The Center for Microeconomic Data at the Federal Reserve Bank of New York has released a Survey of Consumer Expectations, and it reveals a lot of fascinating information about how Americans plan to use their credit cards in the future.
For instance, the percentage of participants in the survey who would apply for a new card within the next twelve months stood at 10.6%. This is a drop from 11.2% a year earlier. Despite fewer people saying they would apply, those who did plan to submit an application felt there was a good chance of their application being approved. Just over 23% said their application would be rejected, which is down from 29% a year before, which itself is down from a recent high of 30%.
Those who did plan to apply for a new card tended to be older. Persons under the age of 40 showed a decline from previous years in how likely they were to submit a future application, while senior citizens showed the largest increase in the likelihood of applying in the near future.
In its most recent survey, the Center for Microeconomic Data did not see much of a difference in credit scores among people who planned to apply and those who did not. This is a notable finding compared to previous years, when applicants tended to have lower credit scores.
The likelihood of applying for a credit line increase was slightly higher compared to one year ago—6.3% of respondents saying they would apply versus 6.0%. The possibility of such a request being turned down was lower than in previous investigations, according to those surveyed. Less than 31% said it was possible that their request would be rejected by the bank; whereas in previous studies this figure was above 40%. Consumers with the highest credit scores were the least likely to apply for a credit line increase.
The Federal Reserve Bank of New York also found that at the end of 2017 credit card debt in the United States was at its highest level since 2009. More than $830 billion is now owed to America’s credit card issuers.
Notwithstanding the rise in credit card debt, it still is lower than other types of household liabilities. Mortgages of course make up the largest source of financial burden for the American family—almost $9 trillion in fact. Total auto loans also exceed total credit card debt by about $400 billion. And student loan balances are well over $1 trillion, according to figures released by the CMD.
Delinquencies on all these obligations have thankfully been going down. Since the economy reached a recovery point from the 2008 recession, the percentage of balances that are more than 90 days past due has steadily been decreasing. Less than 8% of credit card accounts are now more than 3 months late. Despite the steady decline in credit card defaults, plastic still has the second highest delinquency rate, second only to student loans.
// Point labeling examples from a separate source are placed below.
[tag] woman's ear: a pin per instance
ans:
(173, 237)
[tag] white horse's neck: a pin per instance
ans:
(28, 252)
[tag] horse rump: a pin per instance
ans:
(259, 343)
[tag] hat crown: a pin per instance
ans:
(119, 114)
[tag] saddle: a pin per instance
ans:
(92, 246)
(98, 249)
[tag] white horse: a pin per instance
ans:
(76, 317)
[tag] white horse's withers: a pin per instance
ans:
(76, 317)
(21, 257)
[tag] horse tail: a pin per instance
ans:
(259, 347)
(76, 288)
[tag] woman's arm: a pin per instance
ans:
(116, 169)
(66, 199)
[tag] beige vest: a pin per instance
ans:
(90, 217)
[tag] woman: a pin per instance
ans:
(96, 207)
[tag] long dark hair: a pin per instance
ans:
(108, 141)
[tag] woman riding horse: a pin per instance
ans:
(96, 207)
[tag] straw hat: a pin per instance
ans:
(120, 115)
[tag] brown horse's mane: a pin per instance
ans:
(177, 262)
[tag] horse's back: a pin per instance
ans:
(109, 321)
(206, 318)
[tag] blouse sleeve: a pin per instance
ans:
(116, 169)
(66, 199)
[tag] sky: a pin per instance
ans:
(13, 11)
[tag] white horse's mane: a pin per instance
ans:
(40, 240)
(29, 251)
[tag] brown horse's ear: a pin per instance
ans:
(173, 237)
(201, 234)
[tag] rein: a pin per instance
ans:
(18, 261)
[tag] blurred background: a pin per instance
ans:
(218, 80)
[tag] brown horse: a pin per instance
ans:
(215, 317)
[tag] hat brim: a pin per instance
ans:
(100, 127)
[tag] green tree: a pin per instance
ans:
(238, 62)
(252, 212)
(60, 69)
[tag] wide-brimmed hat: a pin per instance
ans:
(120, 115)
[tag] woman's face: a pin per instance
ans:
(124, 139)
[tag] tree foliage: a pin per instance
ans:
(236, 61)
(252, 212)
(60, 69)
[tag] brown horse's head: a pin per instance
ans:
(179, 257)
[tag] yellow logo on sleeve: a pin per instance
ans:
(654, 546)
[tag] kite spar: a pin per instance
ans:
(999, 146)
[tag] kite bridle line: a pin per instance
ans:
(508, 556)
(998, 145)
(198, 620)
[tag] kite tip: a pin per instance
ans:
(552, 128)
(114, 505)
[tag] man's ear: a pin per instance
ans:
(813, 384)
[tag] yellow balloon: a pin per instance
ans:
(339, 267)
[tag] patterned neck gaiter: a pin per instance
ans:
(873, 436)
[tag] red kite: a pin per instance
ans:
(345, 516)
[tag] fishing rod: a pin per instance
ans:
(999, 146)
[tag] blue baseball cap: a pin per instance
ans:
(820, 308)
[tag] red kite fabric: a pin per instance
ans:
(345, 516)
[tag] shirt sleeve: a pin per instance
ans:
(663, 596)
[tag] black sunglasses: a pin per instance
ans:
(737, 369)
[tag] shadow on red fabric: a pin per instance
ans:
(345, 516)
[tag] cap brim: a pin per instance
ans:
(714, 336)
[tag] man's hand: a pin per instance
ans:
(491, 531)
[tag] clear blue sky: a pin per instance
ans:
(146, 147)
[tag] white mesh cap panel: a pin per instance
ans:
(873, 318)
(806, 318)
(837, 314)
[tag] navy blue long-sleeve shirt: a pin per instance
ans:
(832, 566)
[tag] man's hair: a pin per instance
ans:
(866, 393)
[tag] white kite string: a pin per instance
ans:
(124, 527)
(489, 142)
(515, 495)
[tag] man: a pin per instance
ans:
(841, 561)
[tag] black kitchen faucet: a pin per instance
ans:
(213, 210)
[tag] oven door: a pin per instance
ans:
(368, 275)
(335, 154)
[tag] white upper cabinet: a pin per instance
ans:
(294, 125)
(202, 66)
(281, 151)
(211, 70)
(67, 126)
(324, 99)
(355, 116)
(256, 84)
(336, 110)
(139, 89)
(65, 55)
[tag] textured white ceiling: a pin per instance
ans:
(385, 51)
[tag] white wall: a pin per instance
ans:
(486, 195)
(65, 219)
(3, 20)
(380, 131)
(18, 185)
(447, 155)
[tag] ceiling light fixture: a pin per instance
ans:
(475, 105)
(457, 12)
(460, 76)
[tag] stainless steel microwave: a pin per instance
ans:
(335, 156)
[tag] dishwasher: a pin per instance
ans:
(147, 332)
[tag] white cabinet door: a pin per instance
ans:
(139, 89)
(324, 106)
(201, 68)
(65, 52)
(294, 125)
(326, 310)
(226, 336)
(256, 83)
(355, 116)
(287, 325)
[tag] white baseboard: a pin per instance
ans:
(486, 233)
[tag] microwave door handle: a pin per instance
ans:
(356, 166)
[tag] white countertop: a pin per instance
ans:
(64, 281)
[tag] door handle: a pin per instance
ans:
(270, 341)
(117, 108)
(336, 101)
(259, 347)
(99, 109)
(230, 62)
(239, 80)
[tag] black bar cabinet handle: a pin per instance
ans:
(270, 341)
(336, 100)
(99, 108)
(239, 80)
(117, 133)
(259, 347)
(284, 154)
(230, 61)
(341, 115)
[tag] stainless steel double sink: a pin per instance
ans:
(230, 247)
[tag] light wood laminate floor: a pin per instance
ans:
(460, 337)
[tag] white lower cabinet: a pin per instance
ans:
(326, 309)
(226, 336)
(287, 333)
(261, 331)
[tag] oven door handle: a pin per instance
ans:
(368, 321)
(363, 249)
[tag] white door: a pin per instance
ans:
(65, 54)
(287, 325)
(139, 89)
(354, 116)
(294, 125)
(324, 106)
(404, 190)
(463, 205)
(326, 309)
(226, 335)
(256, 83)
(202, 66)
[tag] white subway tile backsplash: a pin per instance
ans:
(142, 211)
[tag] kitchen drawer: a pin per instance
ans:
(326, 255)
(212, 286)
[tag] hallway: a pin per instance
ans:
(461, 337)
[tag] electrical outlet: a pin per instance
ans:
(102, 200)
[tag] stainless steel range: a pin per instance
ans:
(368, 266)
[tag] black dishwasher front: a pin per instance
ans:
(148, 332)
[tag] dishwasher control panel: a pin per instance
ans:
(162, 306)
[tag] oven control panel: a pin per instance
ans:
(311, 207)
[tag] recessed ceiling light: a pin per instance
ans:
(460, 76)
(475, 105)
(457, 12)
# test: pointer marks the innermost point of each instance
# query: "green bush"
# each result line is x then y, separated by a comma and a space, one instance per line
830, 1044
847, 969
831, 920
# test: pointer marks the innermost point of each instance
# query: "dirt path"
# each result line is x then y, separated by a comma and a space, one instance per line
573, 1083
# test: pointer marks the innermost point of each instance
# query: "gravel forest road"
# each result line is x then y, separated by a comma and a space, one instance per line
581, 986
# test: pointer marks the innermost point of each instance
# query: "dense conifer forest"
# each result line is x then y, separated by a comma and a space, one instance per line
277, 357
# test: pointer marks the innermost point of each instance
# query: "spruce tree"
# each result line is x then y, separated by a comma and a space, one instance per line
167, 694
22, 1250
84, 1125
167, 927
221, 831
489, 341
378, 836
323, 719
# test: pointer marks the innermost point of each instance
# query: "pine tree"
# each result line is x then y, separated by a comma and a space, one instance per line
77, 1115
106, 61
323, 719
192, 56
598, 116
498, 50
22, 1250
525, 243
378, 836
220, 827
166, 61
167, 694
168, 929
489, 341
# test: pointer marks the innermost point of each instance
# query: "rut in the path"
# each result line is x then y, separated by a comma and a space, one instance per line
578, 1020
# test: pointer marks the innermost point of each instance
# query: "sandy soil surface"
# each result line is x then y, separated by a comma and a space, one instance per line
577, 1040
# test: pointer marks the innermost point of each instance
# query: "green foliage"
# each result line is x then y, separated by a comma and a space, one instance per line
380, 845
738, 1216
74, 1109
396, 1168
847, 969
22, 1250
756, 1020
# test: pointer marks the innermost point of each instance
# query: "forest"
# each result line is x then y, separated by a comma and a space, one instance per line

The New York Fed also found that bank accounts that are seriously delinquent tend to be owned by borrowers who applied with very low credit scores. Persons with scores below 620 were the most likely to default, while scores between 620 and 659 had much lower delinquency rates. A score above 760 had a less than 1% chance of default.
The most recent data from the CMD show that many Americans still don’t have a single credit card. Only 50% of persons with scores below 620 have one. Higher scores translated into higher rates of card membership; although somewhat surprisingly, only 89% of borrowers above 780 had at least one card.
Balances were also found to be correlated with credit scores. Cards with a balance under $500 were more likely to be held by consumers with the highest scores. Meanwhile, balances above $5,000 tended to be owned by persons with lower scores.
The New York Fed’s research also discovered that borrowers since the recession have opened more cards than they have closed, a trend that reverses the status quo that existed during the 2008 mortgage crisis.